En conclusion, jetons un dernier regard au season finale. Une belle synthèse du programme global établi depuis le pilot. Point de convergence des différentes storylines, les scénaristes réussissent leur numéro de jonglage, sans perdre une balle. Sur le principe de l’action (les épisodes précédents) / réaction, ils composent une succession de scènes qui fonctionneraient presque si leur perception n’était pas encombré d’un passif lourd et de ficelles grosses. Comme le suspense dans le bunker, difficile à tenir quand il s’agit de l’acteur principal d’une série renouvelée pour une seconde saison. Si la première défaillance (mécanique, un fil se détache dans la précipitation qui suit l’attaque du sniper) fait dans la prolongation du pauvre (ou du scénariste faignant), la seconde (humaine, un dialogue père / fille) joue une corde sensible évidente mais qui fonctionne grâce un travail préalable convaincant. Une même séquence en mode miroir au résultat opposé : un fil grossier (ce que la série a composé pendant sa seconde partie de saison) et un autre plus nuancé (par petites touches successives).

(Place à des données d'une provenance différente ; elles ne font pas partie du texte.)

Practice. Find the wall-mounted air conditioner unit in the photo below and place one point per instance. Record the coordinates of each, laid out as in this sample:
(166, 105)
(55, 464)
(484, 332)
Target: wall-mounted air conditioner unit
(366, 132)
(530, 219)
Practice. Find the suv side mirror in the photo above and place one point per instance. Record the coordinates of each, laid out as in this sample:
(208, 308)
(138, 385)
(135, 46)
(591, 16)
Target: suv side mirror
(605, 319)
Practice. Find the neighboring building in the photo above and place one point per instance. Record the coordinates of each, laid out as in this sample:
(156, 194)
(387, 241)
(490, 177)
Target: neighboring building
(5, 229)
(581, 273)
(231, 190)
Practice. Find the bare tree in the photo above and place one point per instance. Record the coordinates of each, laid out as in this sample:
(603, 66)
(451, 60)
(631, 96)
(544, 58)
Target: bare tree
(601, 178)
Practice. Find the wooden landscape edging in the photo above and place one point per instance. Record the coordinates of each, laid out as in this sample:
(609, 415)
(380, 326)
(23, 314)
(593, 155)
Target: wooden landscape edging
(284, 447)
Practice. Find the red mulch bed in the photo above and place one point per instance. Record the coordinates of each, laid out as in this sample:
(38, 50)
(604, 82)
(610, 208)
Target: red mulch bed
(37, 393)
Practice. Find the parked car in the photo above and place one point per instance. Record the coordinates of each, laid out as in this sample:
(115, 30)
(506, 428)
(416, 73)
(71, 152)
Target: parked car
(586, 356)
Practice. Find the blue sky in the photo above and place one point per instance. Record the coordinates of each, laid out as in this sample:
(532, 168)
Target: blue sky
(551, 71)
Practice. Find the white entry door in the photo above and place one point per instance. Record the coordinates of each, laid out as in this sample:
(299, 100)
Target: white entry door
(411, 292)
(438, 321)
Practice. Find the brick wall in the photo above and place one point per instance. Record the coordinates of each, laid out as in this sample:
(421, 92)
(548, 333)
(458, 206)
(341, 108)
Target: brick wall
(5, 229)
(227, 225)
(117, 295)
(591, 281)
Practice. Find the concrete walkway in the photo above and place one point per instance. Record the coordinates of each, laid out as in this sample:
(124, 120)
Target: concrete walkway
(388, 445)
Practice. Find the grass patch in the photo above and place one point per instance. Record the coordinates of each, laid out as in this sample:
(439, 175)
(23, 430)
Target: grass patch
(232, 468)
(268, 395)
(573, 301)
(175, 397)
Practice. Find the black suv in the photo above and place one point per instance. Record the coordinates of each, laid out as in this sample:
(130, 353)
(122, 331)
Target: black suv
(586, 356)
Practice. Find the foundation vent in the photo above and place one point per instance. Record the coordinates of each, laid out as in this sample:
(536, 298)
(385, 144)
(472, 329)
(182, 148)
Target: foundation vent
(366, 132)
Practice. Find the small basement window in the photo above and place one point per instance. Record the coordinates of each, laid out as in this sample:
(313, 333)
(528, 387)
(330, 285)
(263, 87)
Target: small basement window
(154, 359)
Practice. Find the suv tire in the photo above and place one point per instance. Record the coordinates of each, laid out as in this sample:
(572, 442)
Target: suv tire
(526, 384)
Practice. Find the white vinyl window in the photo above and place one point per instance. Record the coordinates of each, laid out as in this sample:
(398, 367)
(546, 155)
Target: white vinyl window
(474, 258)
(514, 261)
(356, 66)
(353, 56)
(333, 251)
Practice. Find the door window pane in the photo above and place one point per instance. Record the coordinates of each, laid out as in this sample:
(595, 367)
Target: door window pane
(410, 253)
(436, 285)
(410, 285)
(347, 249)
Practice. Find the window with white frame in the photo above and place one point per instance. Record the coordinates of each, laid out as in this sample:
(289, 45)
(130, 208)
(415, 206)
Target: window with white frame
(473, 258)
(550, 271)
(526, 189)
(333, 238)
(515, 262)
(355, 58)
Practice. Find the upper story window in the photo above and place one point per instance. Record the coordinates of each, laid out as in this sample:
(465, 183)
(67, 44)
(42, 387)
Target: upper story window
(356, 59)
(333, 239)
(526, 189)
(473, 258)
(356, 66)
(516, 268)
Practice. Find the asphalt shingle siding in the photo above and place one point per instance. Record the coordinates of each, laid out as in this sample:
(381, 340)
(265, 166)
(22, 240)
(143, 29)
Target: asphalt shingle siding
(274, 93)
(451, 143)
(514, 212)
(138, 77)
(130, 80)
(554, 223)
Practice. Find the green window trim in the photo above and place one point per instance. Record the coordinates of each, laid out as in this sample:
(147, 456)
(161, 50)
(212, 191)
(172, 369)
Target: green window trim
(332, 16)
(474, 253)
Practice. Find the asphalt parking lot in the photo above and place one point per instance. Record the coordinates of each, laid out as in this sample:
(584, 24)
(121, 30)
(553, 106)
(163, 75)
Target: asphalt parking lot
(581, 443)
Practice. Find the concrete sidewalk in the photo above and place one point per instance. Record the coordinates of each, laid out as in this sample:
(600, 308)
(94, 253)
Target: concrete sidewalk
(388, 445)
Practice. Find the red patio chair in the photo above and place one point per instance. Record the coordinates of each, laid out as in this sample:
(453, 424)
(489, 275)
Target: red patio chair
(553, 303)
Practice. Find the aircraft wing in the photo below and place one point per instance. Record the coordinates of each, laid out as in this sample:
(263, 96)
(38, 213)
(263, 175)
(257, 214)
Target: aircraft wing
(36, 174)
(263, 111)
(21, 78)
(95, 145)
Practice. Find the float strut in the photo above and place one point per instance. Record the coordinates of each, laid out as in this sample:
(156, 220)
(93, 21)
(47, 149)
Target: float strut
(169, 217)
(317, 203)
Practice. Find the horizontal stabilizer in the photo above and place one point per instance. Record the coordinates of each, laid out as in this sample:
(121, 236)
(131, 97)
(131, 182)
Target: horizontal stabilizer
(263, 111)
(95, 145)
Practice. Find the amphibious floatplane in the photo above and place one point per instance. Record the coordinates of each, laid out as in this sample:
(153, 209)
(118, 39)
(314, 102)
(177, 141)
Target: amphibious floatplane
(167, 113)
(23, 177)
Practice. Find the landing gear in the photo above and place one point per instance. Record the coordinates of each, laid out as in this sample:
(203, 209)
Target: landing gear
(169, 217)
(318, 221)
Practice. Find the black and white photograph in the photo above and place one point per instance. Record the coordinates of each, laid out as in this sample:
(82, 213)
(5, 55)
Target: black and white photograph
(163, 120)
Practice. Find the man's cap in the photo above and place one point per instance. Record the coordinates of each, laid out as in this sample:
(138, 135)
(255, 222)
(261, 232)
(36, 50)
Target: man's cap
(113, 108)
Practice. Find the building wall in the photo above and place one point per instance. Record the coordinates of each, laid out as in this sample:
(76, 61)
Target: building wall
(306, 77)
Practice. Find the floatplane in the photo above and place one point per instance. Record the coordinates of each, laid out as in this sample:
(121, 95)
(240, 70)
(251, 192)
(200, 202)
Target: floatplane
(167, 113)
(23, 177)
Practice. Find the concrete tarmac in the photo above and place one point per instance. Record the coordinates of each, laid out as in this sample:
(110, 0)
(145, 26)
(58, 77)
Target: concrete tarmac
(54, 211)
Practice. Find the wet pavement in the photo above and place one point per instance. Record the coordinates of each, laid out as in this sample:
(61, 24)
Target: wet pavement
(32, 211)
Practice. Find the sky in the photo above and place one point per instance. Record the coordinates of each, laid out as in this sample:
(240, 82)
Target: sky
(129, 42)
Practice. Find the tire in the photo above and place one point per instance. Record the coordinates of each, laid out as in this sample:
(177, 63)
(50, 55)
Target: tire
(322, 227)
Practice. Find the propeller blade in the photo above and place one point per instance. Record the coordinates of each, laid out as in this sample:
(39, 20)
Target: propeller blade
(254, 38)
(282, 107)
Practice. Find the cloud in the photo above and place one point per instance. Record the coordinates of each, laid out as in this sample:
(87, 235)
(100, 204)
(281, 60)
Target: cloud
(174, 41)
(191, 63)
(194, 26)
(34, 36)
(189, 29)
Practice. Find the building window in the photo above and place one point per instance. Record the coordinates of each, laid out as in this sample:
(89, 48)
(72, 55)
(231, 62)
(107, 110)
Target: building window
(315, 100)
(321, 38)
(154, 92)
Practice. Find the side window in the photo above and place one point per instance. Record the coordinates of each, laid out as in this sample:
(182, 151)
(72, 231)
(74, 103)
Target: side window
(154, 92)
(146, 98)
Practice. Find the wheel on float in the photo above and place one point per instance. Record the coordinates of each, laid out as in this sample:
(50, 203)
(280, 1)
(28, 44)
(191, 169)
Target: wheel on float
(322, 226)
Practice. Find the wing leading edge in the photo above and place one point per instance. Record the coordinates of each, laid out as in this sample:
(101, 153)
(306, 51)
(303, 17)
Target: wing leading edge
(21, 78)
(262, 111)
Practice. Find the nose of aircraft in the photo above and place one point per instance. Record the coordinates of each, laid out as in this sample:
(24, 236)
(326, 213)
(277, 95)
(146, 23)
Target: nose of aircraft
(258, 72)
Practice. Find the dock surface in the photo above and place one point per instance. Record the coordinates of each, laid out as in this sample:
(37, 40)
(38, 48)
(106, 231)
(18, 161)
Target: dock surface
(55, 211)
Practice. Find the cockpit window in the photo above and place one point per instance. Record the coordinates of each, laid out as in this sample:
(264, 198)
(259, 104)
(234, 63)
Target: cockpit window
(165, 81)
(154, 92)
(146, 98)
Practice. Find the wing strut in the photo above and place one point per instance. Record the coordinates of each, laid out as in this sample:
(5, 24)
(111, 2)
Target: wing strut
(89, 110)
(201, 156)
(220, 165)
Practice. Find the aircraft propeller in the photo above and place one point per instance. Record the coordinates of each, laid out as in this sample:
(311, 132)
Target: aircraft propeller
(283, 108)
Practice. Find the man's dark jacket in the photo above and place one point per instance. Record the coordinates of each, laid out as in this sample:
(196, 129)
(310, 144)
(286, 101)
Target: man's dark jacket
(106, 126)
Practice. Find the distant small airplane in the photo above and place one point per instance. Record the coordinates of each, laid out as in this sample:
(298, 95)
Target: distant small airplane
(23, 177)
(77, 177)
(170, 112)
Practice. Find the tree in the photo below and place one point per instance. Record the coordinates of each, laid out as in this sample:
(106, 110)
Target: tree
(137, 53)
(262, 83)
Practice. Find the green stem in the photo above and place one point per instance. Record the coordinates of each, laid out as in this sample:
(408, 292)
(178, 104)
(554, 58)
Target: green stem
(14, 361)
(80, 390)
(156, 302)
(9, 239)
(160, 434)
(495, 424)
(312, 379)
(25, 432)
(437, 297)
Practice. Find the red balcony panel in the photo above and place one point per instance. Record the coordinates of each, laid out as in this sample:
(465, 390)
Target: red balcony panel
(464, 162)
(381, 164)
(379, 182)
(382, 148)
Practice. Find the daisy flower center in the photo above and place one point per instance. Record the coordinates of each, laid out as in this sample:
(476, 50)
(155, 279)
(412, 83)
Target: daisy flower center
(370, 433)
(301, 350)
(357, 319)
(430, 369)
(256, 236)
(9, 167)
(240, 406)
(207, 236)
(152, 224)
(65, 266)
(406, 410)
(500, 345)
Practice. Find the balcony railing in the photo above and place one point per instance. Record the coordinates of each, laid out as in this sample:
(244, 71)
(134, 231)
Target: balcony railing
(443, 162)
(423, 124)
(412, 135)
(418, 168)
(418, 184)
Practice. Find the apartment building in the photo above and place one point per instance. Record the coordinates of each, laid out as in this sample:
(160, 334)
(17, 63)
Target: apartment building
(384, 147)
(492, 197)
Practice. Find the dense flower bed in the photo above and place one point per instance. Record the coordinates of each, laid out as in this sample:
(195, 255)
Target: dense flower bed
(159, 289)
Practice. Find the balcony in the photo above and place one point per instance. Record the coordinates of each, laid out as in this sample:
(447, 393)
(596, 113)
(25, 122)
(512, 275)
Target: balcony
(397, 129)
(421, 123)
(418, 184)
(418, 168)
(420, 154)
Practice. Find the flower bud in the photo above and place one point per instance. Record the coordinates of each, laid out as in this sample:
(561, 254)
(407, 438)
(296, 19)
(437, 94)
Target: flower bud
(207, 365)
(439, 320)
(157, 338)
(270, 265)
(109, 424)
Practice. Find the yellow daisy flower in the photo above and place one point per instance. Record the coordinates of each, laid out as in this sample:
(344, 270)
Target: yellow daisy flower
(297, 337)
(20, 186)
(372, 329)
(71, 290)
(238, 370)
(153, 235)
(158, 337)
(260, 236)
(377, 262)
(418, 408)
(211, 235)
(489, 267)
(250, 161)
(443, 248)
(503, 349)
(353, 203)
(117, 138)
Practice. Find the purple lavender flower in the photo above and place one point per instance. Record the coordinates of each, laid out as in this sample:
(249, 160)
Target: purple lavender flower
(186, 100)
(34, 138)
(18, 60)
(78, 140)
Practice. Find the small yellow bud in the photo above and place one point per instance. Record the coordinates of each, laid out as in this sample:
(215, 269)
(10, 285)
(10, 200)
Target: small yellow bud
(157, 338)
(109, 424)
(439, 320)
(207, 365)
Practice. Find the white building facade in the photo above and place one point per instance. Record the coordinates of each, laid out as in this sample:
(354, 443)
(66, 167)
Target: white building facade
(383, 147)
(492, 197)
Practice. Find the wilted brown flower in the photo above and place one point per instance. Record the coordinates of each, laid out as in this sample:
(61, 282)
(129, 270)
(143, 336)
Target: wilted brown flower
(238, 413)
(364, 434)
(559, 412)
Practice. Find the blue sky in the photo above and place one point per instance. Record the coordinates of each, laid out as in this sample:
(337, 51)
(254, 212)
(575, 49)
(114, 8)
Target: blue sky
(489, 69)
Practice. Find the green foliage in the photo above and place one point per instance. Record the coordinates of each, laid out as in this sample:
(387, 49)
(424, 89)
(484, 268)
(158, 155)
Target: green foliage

La différence entre prendre son temps et se précipiter. Une impression souvent ressenti au cours de cette saison, celle d’une série schizophrène qui a voulu tenir une promesse, dissipée par un volte face pour faire place à une show survoltée, chargée en adrénaline (au sens : enchaînement des révélations / rebondissement, pas dans l’action) et devenue pauvre au fil du temps.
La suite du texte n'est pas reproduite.